Baba Wame, Rodrigue Ndeutchoua Tongue et Félix Cyriaque Ebolé Bola sont accusés de « non-dénonciation » et Ahmed Abba est accusé de « complicité d'acte de terrorisme et non-dénonciation d'acte de terrorisme ». Quels sont les faits et quelle est la procédure ?...En attendant le verdict…
Selon les observateurs de la scène juridico-politique camerounaise, ce sont les premiers journalistes à être jugés devant un tribunal militaire. Il s’agit de fait de deux affaires distinctes mais dont le cordon ombilical est la profession journalistique que tous les quatre mis-en-cause partagent.
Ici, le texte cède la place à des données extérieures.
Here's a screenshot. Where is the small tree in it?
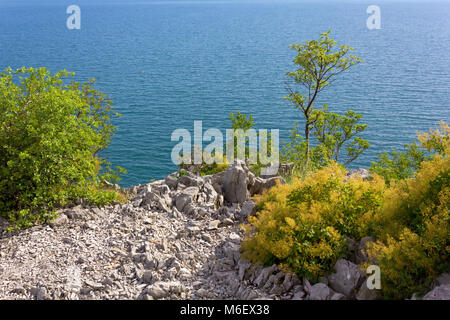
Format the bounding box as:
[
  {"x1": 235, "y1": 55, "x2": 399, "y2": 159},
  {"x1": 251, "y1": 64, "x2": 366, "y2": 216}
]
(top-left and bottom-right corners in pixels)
[
  {"x1": 314, "y1": 108, "x2": 370, "y2": 166},
  {"x1": 285, "y1": 31, "x2": 362, "y2": 167}
]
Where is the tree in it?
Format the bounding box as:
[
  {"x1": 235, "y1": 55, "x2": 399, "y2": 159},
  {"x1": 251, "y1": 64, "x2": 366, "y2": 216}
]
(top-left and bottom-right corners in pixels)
[
  {"x1": 314, "y1": 107, "x2": 370, "y2": 166},
  {"x1": 0, "y1": 68, "x2": 124, "y2": 227},
  {"x1": 285, "y1": 31, "x2": 362, "y2": 167}
]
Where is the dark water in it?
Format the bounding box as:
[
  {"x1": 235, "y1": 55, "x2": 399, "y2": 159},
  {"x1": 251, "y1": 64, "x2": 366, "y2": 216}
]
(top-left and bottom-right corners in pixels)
[{"x1": 0, "y1": 0, "x2": 450, "y2": 186}]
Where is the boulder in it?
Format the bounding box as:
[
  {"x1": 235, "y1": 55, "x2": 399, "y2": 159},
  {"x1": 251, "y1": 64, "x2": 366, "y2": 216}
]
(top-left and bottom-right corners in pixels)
[
  {"x1": 328, "y1": 259, "x2": 361, "y2": 297},
  {"x1": 239, "y1": 200, "x2": 256, "y2": 220},
  {"x1": 356, "y1": 280, "x2": 380, "y2": 300},
  {"x1": 222, "y1": 160, "x2": 249, "y2": 204},
  {"x1": 164, "y1": 175, "x2": 178, "y2": 189},
  {"x1": 307, "y1": 282, "x2": 334, "y2": 300},
  {"x1": 178, "y1": 172, "x2": 204, "y2": 187},
  {"x1": 175, "y1": 187, "x2": 199, "y2": 212},
  {"x1": 355, "y1": 237, "x2": 374, "y2": 264},
  {"x1": 422, "y1": 284, "x2": 450, "y2": 300}
]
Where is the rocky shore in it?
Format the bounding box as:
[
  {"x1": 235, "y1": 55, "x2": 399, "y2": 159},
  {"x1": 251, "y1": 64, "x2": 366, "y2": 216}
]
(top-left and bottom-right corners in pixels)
[{"x1": 0, "y1": 161, "x2": 449, "y2": 300}]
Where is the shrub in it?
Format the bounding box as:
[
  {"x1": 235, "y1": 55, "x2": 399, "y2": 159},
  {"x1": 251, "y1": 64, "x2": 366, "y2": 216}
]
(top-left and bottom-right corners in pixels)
[
  {"x1": 243, "y1": 163, "x2": 384, "y2": 278},
  {"x1": 370, "y1": 121, "x2": 450, "y2": 184},
  {"x1": 0, "y1": 68, "x2": 123, "y2": 228},
  {"x1": 369, "y1": 147, "x2": 450, "y2": 299}
]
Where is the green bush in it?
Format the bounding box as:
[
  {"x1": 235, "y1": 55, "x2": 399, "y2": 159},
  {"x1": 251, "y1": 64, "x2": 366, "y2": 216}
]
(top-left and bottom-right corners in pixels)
[
  {"x1": 0, "y1": 68, "x2": 124, "y2": 228},
  {"x1": 369, "y1": 123, "x2": 450, "y2": 299}
]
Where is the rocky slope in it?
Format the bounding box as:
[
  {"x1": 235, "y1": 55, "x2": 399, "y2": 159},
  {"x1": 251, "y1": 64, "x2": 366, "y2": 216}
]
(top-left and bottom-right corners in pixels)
[{"x1": 0, "y1": 161, "x2": 448, "y2": 300}]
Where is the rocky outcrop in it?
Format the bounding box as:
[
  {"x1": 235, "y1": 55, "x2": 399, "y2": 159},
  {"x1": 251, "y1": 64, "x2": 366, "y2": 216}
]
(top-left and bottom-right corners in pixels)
[
  {"x1": 0, "y1": 164, "x2": 430, "y2": 300},
  {"x1": 328, "y1": 259, "x2": 361, "y2": 297}
]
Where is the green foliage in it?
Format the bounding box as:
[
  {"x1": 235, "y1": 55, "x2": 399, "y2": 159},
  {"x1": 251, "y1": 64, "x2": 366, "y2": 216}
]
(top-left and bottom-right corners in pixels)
[
  {"x1": 285, "y1": 31, "x2": 362, "y2": 165},
  {"x1": 370, "y1": 142, "x2": 427, "y2": 183},
  {"x1": 280, "y1": 122, "x2": 331, "y2": 177},
  {"x1": 281, "y1": 108, "x2": 370, "y2": 176},
  {"x1": 0, "y1": 68, "x2": 123, "y2": 228},
  {"x1": 370, "y1": 121, "x2": 450, "y2": 183},
  {"x1": 314, "y1": 107, "x2": 370, "y2": 166}
]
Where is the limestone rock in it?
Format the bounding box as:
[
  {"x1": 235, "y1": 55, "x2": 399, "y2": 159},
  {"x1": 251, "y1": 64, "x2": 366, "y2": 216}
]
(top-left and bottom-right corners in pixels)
[
  {"x1": 328, "y1": 259, "x2": 361, "y2": 297},
  {"x1": 222, "y1": 160, "x2": 249, "y2": 204}
]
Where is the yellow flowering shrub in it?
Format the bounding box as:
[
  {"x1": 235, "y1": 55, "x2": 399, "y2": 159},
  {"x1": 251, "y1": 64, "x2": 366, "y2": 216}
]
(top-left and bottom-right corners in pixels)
[
  {"x1": 368, "y1": 148, "x2": 450, "y2": 299},
  {"x1": 243, "y1": 164, "x2": 384, "y2": 278}
]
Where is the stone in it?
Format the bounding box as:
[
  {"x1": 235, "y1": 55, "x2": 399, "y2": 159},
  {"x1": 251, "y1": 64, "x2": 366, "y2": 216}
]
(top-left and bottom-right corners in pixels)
[
  {"x1": 436, "y1": 273, "x2": 450, "y2": 285},
  {"x1": 84, "y1": 280, "x2": 104, "y2": 290},
  {"x1": 328, "y1": 259, "x2": 361, "y2": 297},
  {"x1": 239, "y1": 200, "x2": 256, "y2": 220},
  {"x1": 292, "y1": 290, "x2": 306, "y2": 300},
  {"x1": 255, "y1": 264, "x2": 277, "y2": 288},
  {"x1": 220, "y1": 218, "x2": 234, "y2": 227},
  {"x1": 30, "y1": 287, "x2": 47, "y2": 300},
  {"x1": 202, "y1": 233, "x2": 212, "y2": 243},
  {"x1": 141, "y1": 271, "x2": 153, "y2": 284},
  {"x1": 147, "y1": 282, "x2": 170, "y2": 300},
  {"x1": 222, "y1": 160, "x2": 249, "y2": 204},
  {"x1": 208, "y1": 220, "x2": 220, "y2": 231},
  {"x1": 422, "y1": 284, "x2": 450, "y2": 300},
  {"x1": 356, "y1": 280, "x2": 380, "y2": 300},
  {"x1": 261, "y1": 176, "x2": 286, "y2": 192},
  {"x1": 164, "y1": 175, "x2": 178, "y2": 189},
  {"x1": 308, "y1": 282, "x2": 332, "y2": 300},
  {"x1": 65, "y1": 205, "x2": 84, "y2": 220},
  {"x1": 355, "y1": 237, "x2": 374, "y2": 264},
  {"x1": 178, "y1": 173, "x2": 203, "y2": 187},
  {"x1": 50, "y1": 213, "x2": 69, "y2": 227},
  {"x1": 175, "y1": 187, "x2": 199, "y2": 212}
]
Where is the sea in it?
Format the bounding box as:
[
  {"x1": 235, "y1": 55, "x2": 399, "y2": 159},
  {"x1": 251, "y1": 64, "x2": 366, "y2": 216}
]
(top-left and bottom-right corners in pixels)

Et c’est dans l’exercice de cette profession qu’ils se sont mis aux prises avec la justice, et pas celle de droit commun, celle militaire.
RAPPEL DES FAITS
Dans la première affaire, celle qui concerne trois journalistes, les mis en cause sont : Baba Wame, président de l’association des cybers journalistes, Félix Ebolé Bola, journaliste au quotidien « Mutations » et Rodrigue Tongue, précédemment au quotidien « Le Messager » et maintenant à « Canal2 International». Les trois journalistes ont reçu vers août 2014 des documents provenant de Me Abdoulaye Harissou notaire, incarcéré pour « outrage au président de la République », « révolution contre la patrie et hostilité »,« complicité d’assassinat » et « port et détention illégale d’armes de guerre ». Pour aller plus loin, il est avancé que ces informations faisaient état de : « collusion entre des membres des forces de sécurité et le dirigeant d'un groupe armé de la République Centrafricaine, qui avait été accusé d'avoir attaqué une ville dans l'est du Cameroun ». Selon d’autres sources, les mis-en-cause « affirment, qu’ayant appris qu’un rebelle centrafricain négociait avec le régime de Yaoundé, en vue d’obtenir une exfiltration vers l’Afrique du Sud en contrepartie du désarmement de sa bande armée qui aurait commis des exactions contre des civils à l’Est du Cameroun, ils avaient adressé une demande d’information au patron de la police qui n’y a jamais donné suite ». Ces documents contenaient visiblement « des informations susceptibles de nuire à la sécurité de l’Etat ». Defait après avoir reçu les dits documents, les journalistes avaient adressé un courrier à la police pour obtenir de plus amples informations. N'ayant pas reçu de réponse, ils ont abandonné l'enquête et n'ont pas publié leur article.
LA PROCÉDURE
C’est sur ces entrefaites, que le 28 octobre 2014, les trois journalistes seront convoqués devant le Tribunal militaire et auditionnés par le commissaire du gouvernement [il s’agit du procureur devant le tribunal militaire]. Certaines mesures sont prises à l’issue de leur audition; ils sont notamment placés sous le coup de plusieurs mesures d’interdiction. Il leur est interdit de sortir du pays. De plus, ils ne sont pas autorisés à passer plus de 15 jours hors de la capitale Yaoundé, sans l’avis préalablement favorable du commissaire du gouvernement. Ils ne sont pas autorisés à faire des déclarations publiques ni autorisés à publier dans les médias. Toute violation de ces prescriptions les expose à une mise en détention immédiate à la prison centrale de Yaoundé. Pour repartir libre du tribunal le 28 octobre à la fin de l’audition, chacun des trois journalistes est appelé à présenter deux personnes garantes de sa liberté. Ils doivent également s’y présenter toutes les semaines.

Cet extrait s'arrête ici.